Le Pr Madjid Amroun, chef de service au CHU de Douéra à propos du Covid-19 : « Le seul remède, c’est la prévention »

 Après s’être exprimé, à l’instar de ses confrères, sur l’une des plus importantes consignes à suivre et qui est le confinement, le Professeur Madjid Amroun, chef de service de réanimation au CHU de Douéra, est intervenu dans un direct sur le site Esseha.com pour faire part des dispositions prises par cet établissement afin de faire face au Covid.19. « Nous avons organisé la structure pour recevoir les malades de Douéra et ses environs dans de meilleures conditions, nous avons établi ‘’un circuit patients’’ avec un pavillon des urgences dédié principalement au Covid-19 » a-t-il affirmé, expliquant que le service des Urgences traditionnelles a été délocalisé pour que cette structure soit consacrée à la prise en charge des malades infectés par le nouveau Coronavirus.

Des consultations sont effectuées dans ce pavillon conçu comme un centre de tri et les patients sont ensuite répartis en fonction de leur état et de sa gravité ou non. « Les patients reçus vont être acheminés dans différents circuits.
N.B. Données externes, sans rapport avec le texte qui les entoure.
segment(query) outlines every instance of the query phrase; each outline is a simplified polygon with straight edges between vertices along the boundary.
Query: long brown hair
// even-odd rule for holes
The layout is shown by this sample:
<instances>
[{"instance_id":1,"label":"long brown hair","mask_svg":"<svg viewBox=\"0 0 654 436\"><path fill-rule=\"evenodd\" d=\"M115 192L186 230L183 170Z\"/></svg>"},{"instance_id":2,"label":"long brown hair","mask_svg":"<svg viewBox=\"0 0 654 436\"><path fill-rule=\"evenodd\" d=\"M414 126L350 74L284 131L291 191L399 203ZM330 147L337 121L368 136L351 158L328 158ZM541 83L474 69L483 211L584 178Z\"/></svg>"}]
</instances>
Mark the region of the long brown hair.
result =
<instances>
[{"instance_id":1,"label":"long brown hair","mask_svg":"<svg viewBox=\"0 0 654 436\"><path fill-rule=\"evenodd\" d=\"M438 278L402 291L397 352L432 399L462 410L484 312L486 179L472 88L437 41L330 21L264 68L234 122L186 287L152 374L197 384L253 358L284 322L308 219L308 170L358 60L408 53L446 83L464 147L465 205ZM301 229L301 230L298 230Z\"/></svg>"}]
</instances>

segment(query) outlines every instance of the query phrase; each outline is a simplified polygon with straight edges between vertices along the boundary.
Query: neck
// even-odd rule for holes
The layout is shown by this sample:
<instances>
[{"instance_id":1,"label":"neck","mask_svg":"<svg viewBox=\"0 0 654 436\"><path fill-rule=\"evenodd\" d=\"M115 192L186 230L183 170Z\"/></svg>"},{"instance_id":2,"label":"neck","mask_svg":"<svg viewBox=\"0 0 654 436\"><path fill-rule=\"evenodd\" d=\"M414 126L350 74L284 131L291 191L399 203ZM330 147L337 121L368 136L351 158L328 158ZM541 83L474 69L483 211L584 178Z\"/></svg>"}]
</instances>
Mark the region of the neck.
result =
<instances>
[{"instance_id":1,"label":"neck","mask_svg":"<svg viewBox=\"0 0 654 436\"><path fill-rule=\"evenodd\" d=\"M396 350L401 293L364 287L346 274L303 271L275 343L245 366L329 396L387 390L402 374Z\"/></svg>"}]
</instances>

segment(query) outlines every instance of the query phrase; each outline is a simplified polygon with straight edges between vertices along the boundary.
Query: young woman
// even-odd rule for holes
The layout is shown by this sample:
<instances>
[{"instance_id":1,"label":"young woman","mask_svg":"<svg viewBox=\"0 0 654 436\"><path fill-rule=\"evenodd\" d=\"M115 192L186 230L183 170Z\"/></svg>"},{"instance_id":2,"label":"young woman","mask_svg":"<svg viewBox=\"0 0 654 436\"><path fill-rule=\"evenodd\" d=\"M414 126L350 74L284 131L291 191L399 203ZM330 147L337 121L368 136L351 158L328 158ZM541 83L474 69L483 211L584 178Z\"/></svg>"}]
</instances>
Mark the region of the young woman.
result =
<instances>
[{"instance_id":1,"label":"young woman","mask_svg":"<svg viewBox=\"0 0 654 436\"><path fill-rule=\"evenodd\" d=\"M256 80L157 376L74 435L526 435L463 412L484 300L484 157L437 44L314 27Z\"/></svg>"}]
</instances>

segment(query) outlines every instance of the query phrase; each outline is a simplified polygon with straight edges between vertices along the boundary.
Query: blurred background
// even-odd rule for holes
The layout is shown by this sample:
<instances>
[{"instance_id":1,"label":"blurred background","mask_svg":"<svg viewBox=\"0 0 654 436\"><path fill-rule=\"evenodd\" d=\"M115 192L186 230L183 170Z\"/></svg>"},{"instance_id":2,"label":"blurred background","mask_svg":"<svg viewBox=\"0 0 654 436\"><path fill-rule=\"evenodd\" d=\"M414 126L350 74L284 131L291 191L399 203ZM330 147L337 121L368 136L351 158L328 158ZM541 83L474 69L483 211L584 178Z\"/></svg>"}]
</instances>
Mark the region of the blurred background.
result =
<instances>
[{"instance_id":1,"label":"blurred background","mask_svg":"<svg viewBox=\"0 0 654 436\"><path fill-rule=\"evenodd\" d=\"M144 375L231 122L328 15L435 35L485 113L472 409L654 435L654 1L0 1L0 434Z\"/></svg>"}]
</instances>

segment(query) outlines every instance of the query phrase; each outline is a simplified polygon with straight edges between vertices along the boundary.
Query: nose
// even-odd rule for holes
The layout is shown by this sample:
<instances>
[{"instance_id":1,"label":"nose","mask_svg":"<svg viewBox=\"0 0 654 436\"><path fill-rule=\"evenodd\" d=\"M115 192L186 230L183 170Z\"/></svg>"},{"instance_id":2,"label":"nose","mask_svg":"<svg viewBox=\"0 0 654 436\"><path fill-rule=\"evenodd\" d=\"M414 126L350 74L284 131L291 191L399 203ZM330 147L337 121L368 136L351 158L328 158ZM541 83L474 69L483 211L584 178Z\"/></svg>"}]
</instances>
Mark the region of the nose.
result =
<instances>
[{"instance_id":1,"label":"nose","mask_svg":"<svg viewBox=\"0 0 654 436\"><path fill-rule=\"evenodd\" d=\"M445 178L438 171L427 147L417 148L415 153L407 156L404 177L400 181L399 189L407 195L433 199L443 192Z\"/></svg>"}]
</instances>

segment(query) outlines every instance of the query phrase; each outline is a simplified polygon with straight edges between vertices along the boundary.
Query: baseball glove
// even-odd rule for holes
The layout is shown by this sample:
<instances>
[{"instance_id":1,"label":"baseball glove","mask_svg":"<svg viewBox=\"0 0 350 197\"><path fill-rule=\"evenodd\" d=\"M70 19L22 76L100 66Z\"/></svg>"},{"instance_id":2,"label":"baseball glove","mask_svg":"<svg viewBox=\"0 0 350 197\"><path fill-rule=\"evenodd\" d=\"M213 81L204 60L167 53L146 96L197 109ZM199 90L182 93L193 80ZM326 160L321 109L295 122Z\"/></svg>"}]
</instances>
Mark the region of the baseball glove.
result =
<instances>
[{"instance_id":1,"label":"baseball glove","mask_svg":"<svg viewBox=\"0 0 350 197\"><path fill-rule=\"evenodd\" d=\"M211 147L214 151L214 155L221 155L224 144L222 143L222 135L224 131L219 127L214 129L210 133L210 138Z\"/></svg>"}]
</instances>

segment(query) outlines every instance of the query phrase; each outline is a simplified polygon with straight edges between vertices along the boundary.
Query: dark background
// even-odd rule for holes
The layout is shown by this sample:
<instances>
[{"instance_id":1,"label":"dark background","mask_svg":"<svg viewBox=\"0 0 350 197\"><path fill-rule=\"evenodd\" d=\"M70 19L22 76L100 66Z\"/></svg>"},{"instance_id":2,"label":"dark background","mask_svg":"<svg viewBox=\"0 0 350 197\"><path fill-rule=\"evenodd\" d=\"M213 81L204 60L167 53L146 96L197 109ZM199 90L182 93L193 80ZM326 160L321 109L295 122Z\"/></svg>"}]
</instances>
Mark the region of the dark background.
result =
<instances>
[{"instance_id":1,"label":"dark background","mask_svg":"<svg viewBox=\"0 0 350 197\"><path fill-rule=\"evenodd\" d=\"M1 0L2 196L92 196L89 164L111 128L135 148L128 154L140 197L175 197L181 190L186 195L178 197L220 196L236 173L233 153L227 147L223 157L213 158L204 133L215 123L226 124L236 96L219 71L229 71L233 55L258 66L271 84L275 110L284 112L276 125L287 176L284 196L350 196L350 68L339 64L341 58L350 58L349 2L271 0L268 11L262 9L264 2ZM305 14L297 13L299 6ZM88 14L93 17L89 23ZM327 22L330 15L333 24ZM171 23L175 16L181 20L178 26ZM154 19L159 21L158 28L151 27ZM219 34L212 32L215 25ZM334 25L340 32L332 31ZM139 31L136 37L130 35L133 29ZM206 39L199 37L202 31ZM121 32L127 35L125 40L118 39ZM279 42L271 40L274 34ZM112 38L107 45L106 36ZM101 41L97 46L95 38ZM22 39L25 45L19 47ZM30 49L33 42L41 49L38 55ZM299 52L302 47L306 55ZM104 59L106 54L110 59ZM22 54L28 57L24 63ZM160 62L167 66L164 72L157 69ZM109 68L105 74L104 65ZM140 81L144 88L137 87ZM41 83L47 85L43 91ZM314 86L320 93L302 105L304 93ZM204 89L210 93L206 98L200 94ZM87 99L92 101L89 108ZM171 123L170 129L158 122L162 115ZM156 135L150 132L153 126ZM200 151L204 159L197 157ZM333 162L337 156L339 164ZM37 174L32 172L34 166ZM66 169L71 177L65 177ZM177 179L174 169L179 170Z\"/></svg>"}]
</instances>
Cela peut être, pour le premier circuit, le confinement à domicile pour des malades qui viennent aux urgences avec une fièvre au-delà de 38° (…) et qui ont la possibilité de répondre à un confinement à domicile », notamment en termes d’espace « et qui ne vivent pas avec des vieux à la maison, des malades grabataires ou qui ont des maladies chroniques ».

Le deuxième circuit consiste en le confinement au sein de l’hôpital, dans des salles apprêtées à cet effet, déclare le Professeur Madjid Amroun qui précise que « tous les services de l’hôpital sont dédiés au confinement » avant d’indiquer que ces patients « vont avoir une surveillance rapprochée sur place et vont être mis sous traitement, un traitement que tout le monde connaît et qui est l’Azithromycine -qu’on prend habituellement en cas d’angine- associé à l’hydoxychloroquine, un médicament que nous connaissons très bien et qui ne doit pas être prescrit anarchiquement mais en milieu hospitalier sous surveillance médicale ».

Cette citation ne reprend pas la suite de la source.